La mère, Viviane, et les médecins témoignent d’un soulagement palpable : « Malgré sa tumeur, c’est un enfant normal, il mange bien, il grandit bien », rapporte le Dr Alexandra Spiegel-Bouhadid qui suit l’enfant depuis sa naissance. Pour la famille, comme pour les soignants, conserver l’espoir et agir rapidement ont été décisifs.

Ce que montre cette expérience : avancées et limites

Cette prise en charge anténatale constitue une avancée importante pour le traitement des malformations vasculaires potentiellement létales détectées avant la naissance. Elle démontre que certains médicaments, en l’occurrence le Sirolimus, peuvent traverser la barrière placentaire et atteindre une concentration efficace chez le fœtus pour freiner la croissance tumorale.
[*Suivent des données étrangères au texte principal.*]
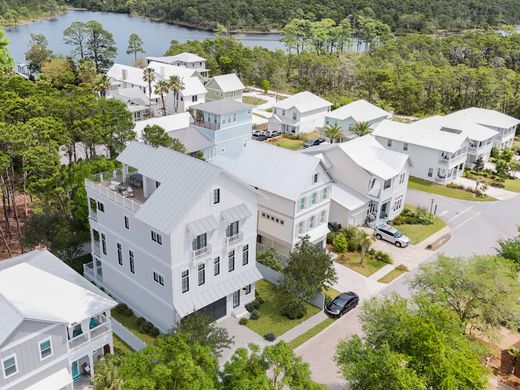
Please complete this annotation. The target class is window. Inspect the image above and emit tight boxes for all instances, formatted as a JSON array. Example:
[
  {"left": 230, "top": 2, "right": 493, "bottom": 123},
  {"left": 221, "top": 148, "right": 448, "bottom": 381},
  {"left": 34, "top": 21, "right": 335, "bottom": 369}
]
[
  {"left": 212, "top": 188, "right": 220, "bottom": 204},
  {"left": 197, "top": 263, "right": 206, "bottom": 286},
  {"left": 213, "top": 256, "right": 220, "bottom": 276},
  {"left": 242, "top": 245, "right": 249, "bottom": 265},
  {"left": 128, "top": 250, "right": 135, "bottom": 274},
  {"left": 233, "top": 290, "right": 240, "bottom": 308},
  {"left": 228, "top": 250, "right": 235, "bottom": 272},
  {"left": 153, "top": 271, "right": 164, "bottom": 286},
  {"left": 39, "top": 337, "right": 52, "bottom": 360},
  {"left": 152, "top": 230, "right": 162, "bottom": 245},
  {"left": 117, "top": 243, "right": 123, "bottom": 265},
  {"left": 101, "top": 233, "right": 107, "bottom": 255},
  {"left": 181, "top": 270, "right": 190, "bottom": 293},
  {"left": 2, "top": 355, "right": 18, "bottom": 378}
]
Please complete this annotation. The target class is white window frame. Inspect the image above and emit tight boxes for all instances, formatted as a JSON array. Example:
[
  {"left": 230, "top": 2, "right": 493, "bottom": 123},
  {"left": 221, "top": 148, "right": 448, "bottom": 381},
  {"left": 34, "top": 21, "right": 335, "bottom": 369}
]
[{"left": 38, "top": 336, "right": 54, "bottom": 362}]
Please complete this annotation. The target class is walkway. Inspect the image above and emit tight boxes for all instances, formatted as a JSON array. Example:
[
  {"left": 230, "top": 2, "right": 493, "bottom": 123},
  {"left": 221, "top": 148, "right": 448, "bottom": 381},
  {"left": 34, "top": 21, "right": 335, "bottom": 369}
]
[{"left": 111, "top": 317, "right": 146, "bottom": 351}]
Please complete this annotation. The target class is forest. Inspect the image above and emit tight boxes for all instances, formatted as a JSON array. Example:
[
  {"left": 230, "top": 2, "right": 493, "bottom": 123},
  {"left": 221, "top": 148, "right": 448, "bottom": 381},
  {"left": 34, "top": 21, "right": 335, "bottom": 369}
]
[{"left": 68, "top": 0, "right": 520, "bottom": 32}]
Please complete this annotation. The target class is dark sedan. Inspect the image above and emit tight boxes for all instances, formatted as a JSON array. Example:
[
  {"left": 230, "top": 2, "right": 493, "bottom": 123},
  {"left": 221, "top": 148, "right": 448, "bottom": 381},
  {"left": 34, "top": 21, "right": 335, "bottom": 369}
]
[{"left": 325, "top": 291, "right": 359, "bottom": 317}]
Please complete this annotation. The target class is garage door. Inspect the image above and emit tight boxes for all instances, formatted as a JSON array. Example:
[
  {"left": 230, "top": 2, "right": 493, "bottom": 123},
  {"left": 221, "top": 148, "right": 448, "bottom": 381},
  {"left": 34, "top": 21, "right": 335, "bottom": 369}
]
[{"left": 199, "top": 297, "right": 227, "bottom": 320}]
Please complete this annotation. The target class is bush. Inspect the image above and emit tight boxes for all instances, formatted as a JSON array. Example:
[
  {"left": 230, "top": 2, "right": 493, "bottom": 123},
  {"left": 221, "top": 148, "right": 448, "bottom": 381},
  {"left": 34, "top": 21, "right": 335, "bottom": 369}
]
[
  {"left": 280, "top": 298, "right": 307, "bottom": 320},
  {"left": 264, "top": 332, "right": 276, "bottom": 342}
]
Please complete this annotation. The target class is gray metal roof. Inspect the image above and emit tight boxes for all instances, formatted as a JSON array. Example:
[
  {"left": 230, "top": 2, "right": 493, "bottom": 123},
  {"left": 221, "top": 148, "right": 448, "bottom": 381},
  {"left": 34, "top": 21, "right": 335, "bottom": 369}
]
[{"left": 191, "top": 99, "right": 254, "bottom": 115}]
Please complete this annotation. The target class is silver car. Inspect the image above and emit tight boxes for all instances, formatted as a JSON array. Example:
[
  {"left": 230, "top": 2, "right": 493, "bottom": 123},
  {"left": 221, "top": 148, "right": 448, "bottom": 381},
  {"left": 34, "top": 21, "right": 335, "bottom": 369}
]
[{"left": 374, "top": 224, "right": 410, "bottom": 248}]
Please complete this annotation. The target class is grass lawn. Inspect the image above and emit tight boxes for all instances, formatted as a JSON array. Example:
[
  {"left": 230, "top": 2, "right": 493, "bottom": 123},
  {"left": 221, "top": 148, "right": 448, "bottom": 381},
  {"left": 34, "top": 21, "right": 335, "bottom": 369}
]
[
  {"left": 112, "top": 312, "right": 155, "bottom": 344},
  {"left": 334, "top": 252, "right": 386, "bottom": 277},
  {"left": 395, "top": 204, "right": 446, "bottom": 244},
  {"left": 288, "top": 317, "right": 336, "bottom": 349},
  {"left": 378, "top": 268, "right": 406, "bottom": 283},
  {"left": 242, "top": 96, "right": 267, "bottom": 106},
  {"left": 246, "top": 280, "right": 320, "bottom": 337},
  {"left": 408, "top": 176, "right": 496, "bottom": 202}
]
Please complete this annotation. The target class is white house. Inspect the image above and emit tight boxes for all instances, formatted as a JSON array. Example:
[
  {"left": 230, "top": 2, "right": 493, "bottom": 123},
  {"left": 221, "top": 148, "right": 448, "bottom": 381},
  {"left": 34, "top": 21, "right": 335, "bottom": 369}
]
[
  {"left": 325, "top": 99, "right": 392, "bottom": 139},
  {"left": 303, "top": 135, "right": 410, "bottom": 226},
  {"left": 85, "top": 142, "right": 261, "bottom": 332},
  {"left": 267, "top": 91, "right": 332, "bottom": 135},
  {"left": 0, "top": 250, "right": 116, "bottom": 390},
  {"left": 206, "top": 73, "right": 245, "bottom": 102},
  {"left": 446, "top": 107, "right": 520, "bottom": 149},
  {"left": 211, "top": 141, "right": 332, "bottom": 256},
  {"left": 372, "top": 120, "right": 469, "bottom": 184}
]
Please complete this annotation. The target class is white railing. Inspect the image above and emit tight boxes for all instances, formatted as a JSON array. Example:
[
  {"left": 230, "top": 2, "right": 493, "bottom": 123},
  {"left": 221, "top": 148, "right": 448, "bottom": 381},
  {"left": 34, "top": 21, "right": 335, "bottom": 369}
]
[{"left": 85, "top": 179, "right": 141, "bottom": 211}]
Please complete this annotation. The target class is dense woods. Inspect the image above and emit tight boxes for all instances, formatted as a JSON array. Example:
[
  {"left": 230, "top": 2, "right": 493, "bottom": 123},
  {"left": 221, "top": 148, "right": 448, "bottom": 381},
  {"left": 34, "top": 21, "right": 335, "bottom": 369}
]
[{"left": 69, "top": 0, "right": 520, "bottom": 31}]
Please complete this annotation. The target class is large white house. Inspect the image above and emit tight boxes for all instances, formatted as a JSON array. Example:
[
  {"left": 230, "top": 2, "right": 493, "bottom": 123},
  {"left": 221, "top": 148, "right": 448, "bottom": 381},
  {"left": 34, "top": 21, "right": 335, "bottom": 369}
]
[
  {"left": 303, "top": 135, "right": 410, "bottom": 226},
  {"left": 372, "top": 120, "right": 469, "bottom": 184},
  {"left": 211, "top": 141, "right": 332, "bottom": 256},
  {"left": 325, "top": 99, "right": 392, "bottom": 139},
  {"left": 0, "top": 250, "right": 116, "bottom": 390},
  {"left": 446, "top": 107, "right": 520, "bottom": 149},
  {"left": 86, "top": 142, "right": 261, "bottom": 332},
  {"left": 267, "top": 91, "right": 332, "bottom": 135}
]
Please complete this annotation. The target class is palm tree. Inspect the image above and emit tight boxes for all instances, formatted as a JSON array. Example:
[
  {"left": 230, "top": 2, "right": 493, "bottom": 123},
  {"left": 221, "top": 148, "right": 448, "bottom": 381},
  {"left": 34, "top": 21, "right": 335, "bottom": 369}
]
[
  {"left": 323, "top": 123, "right": 343, "bottom": 144},
  {"left": 143, "top": 68, "right": 157, "bottom": 116},
  {"left": 153, "top": 80, "right": 170, "bottom": 115},
  {"left": 350, "top": 122, "right": 372, "bottom": 137},
  {"left": 168, "top": 75, "right": 184, "bottom": 112},
  {"left": 94, "top": 74, "right": 110, "bottom": 97}
]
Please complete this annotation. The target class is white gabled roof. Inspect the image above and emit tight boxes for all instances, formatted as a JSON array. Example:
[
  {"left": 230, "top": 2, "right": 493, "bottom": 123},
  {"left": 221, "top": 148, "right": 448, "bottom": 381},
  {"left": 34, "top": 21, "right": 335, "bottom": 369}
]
[
  {"left": 326, "top": 99, "right": 392, "bottom": 122},
  {"left": 372, "top": 119, "right": 468, "bottom": 153},
  {"left": 0, "top": 250, "right": 117, "bottom": 345},
  {"left": 210, "top": 73, "right": 245, "bottom": 92},
  {"left": 446, "top": 107, "right": 520, "bottom": 129},
  {"left": 211, "top": 141, "right": 321, "bottom": 201},
  {"left": 274, "top": 91, "right": 332, "bottom": 112}
]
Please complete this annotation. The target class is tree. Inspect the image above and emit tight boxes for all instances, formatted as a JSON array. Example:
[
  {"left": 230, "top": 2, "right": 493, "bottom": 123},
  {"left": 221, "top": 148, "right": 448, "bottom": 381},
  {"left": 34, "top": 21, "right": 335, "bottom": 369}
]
[
  {"left": 323, "top": 123, "right": 343, "bottom": 143},
  {"left": 153, "top": 80, "right": 170, "bottom": 115},
  {"left": 0, "top": 29, "right": 14, "bottom": 75},
  {"left": 168, "top": 75, "right": 184, "bottom": 112},
  {"left": 350, "top": 122, "right": 372, "bottom": 137},
  {"left": 411, "top": 256, "right": 520, "bottom": 334},
  {"left": 126, "top": 33, "right": 144, "bottom": 61},
  {"left": 25, "top": 34, "right": 52, "bottom": 72},
  {"left": 172, "top": 311, "right": 233, "bottom": 358}
]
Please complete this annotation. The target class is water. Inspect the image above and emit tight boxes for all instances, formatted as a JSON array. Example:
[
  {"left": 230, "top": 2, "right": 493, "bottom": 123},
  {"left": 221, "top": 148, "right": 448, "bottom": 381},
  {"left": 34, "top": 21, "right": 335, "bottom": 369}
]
[{"left": 5, "top": 10, "right": 285, "bottom": 64}]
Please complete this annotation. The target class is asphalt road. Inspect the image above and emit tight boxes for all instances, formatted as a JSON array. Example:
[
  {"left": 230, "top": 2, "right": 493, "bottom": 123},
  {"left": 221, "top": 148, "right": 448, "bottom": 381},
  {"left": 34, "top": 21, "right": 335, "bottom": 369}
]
[{"left": 296, "top": 190, "right": 520, "bottom": 390}]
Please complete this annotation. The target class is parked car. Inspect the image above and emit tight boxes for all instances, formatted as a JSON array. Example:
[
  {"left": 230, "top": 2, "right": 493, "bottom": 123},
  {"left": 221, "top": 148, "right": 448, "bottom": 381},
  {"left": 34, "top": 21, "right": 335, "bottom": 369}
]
[
  {"left": 374, "top": 224, "right": 410, "bottom": 248},
  {"left": 325, "top": 291, "right": 359, "bottom": 317},
  {"left": 252, "top": 130, "right": 267, "bottom": 141},
  {"left": 303, "top": 137, "right": 325, "bottom": 149}
]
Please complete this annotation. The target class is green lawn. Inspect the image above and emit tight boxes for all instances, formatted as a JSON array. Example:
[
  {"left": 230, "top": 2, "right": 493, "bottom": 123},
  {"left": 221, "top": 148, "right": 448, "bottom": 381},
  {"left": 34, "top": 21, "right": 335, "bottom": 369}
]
[
  {"left": 395, "top": 204, "right": 446, "bottom": 244},
  {"left": 246, "top": 280, "right": 320, "bottom": 337},
  {"left": 334, "top": 252, "right": 386, "bottom": 277},
  {"left": 288, "top": 317, "right": 336, "bottom": 349},
  {"left": 112, "top": 311, "right": 155, "bottom": 344},
  {"left": 408, "top": 176, "right": 496, "bottom": 202},
  {"left": 378, "top": 268, "right": 406, "bottom": 283}
]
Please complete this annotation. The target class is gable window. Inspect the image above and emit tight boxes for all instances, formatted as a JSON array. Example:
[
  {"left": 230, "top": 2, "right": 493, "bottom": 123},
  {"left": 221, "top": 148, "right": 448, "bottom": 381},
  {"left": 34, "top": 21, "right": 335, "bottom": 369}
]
[
  {"left": 212, "top": 188, "right": 220, "bottom": 204},
  {"left": 242, "top": 245, "right": 249, "bottom": 265},
  {"left": 117, "top": 243, "right": 123, "bottom": 265},
  {"left": 228, "top": 250, "right": 235, "bottom": 272},
  {"left": 197, "top": 263, "right": 206, "bottom": 286},
  {"left": 2, "top": 355, "right": 18, "bottom": 379},
  {"left": 181, "top": 270, "right": 190, "bottom": 293},
  {"left": 38, "top": 337, "right": 52, "bottom": 360}
]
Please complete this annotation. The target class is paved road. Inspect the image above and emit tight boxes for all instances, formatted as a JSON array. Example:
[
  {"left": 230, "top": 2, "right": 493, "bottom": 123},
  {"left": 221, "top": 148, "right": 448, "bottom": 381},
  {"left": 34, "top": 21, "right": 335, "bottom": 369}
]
[{"left": 296, "top": 190, "right": 520, "bottom": 390}]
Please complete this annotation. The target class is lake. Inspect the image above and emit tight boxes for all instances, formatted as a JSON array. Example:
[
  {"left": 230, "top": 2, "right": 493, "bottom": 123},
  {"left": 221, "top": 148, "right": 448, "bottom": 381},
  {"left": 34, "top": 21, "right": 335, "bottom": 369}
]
[{"left": 5, "top": 10, "right": 285, "bottom": 64}]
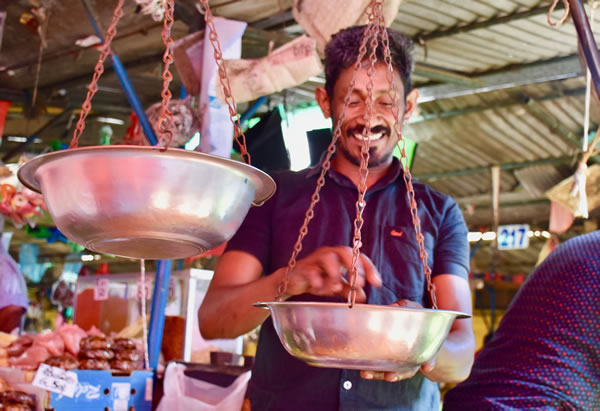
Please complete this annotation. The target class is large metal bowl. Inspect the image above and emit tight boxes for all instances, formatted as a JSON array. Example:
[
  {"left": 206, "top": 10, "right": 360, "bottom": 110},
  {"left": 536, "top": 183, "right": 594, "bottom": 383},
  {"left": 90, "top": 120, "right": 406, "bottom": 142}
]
[
  {"left": 254, "top": 301, "right": 470, "bottom": 372},
  {"left": 18, "top": 146, "right": 275, "bottom": 259}
]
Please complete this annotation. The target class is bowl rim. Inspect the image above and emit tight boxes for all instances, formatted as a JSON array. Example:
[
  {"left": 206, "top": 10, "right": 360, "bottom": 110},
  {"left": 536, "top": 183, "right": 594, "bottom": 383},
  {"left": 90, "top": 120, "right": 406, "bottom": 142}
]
[
  {"left": 252, "top": 301, "right": 472, "bottom": 319},
  {"left": 17, "top": 145, "right": 276, "bottom": 206}
]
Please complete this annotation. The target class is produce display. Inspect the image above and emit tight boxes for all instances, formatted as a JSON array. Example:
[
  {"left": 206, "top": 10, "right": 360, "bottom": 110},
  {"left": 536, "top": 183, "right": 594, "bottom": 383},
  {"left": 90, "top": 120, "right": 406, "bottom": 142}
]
[
  {"left": 0, "top": 388, "right": 36, "bottom": 411},
  {"left": 0, "top": 324, "right": 144, "bottom": 371}
]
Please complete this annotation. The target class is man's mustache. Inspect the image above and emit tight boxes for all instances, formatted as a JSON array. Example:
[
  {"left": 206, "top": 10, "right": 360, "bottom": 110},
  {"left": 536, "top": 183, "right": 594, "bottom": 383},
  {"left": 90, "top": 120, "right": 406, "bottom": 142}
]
[{"left": 346, "top": 125, "right": 391, "bottom": 136}]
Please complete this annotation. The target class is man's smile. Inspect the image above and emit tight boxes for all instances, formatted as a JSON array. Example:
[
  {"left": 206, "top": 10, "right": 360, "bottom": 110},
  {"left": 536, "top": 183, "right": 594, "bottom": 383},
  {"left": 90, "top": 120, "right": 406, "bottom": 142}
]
[{"left": 347, "top": 126, "right": 390, "bottom": 142}]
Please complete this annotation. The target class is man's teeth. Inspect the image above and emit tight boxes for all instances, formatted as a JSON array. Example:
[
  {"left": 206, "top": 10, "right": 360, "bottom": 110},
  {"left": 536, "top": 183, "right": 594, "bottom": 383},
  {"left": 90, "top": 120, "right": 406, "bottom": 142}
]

Cependant, il s’agit encore d’une expérience unique pour le syndrome de Kasabach-Merritt. Les données restent limitées, et il est nécessaire de recueillir des séries plus larges et des suivis à long terme pour évaluer :

  • l’efficacité réelle et reproductible du traitement anténatal,
  • les risques potentiels à court et long terme pour le développement du fœtus et la santé maternelle,
  • les modalités optimales de dosage et de surveillance,
  • les types de malformations vasculaires pour lesquelles cette stratégie est adaptée.

Enjeux éthiques et décision partagée

La décision d’administrer un médicament à une femme enceinte pour atteindre le fœtus soulève des questions éthiques importantes. Il faut conjuguer le principe de précaution, l’évaluation des bénéfices attendus et des risques, et assurer une information claire et compréhensible aux parents.

Dans ce cas, la décision a été prise en accord avec la famille et après une concertation multidisciplinaire, ce qui illustre l’importance d’une décision partagée, documentée et encadrée par des protocoles suivis par des centres de référence.

Perspectives pour la prise en charge des anomalies vasculaires

Les centres spécialisés, comme le Centre de référence des anomalies vasculaires superficielles, travaillent à formaliser des recommandations et à identifier les patients susceptibles de bénéficier d’une telle approche. L’objectif est d’affiner les critères de sélection, d’optimiser la sécurité et d’envisager des études cliniques contrôlées lorsque cela est possible.

Par ailleurs, la collaboration entre obstétriciens, spécialistes en diagnostic prénatal, hématologues et chirurgiens pédiatriques reste essentielle pour assurer des parcours de soins intégrés et réactifs. Le cas d’Issa souligne aussi l’importance d’un suivi longitudinal pour évaluer l’impact des traitements anténatals sur le développement de l’enfant.

Conclusion

Le recours au Sirolimus administré à la mère pendant la grossesse a permis, dans ce cas, de sauver un enfant porteur d’une tumeur vasculaire agressive détectée in utero. Si cette réussite est encourageante, elle doit être replacée dans un cadre scientifique rigoureux : collecte de données, études et recommandations afin d’assurer la sécurité et l’efficacité de ces prises en charge pour d’autres enfants à naître.

Pour les familles confrontées à des diagnostics prénataux graves, ce type de progrès ouvre une nouvelle possibilité de traitement, mais il implique également une information détaillée, une prise en charge multidisciplinaire et un suivi médical prolongé pour mesurer les bénéfices et surveiller les éventuels effets secondaires.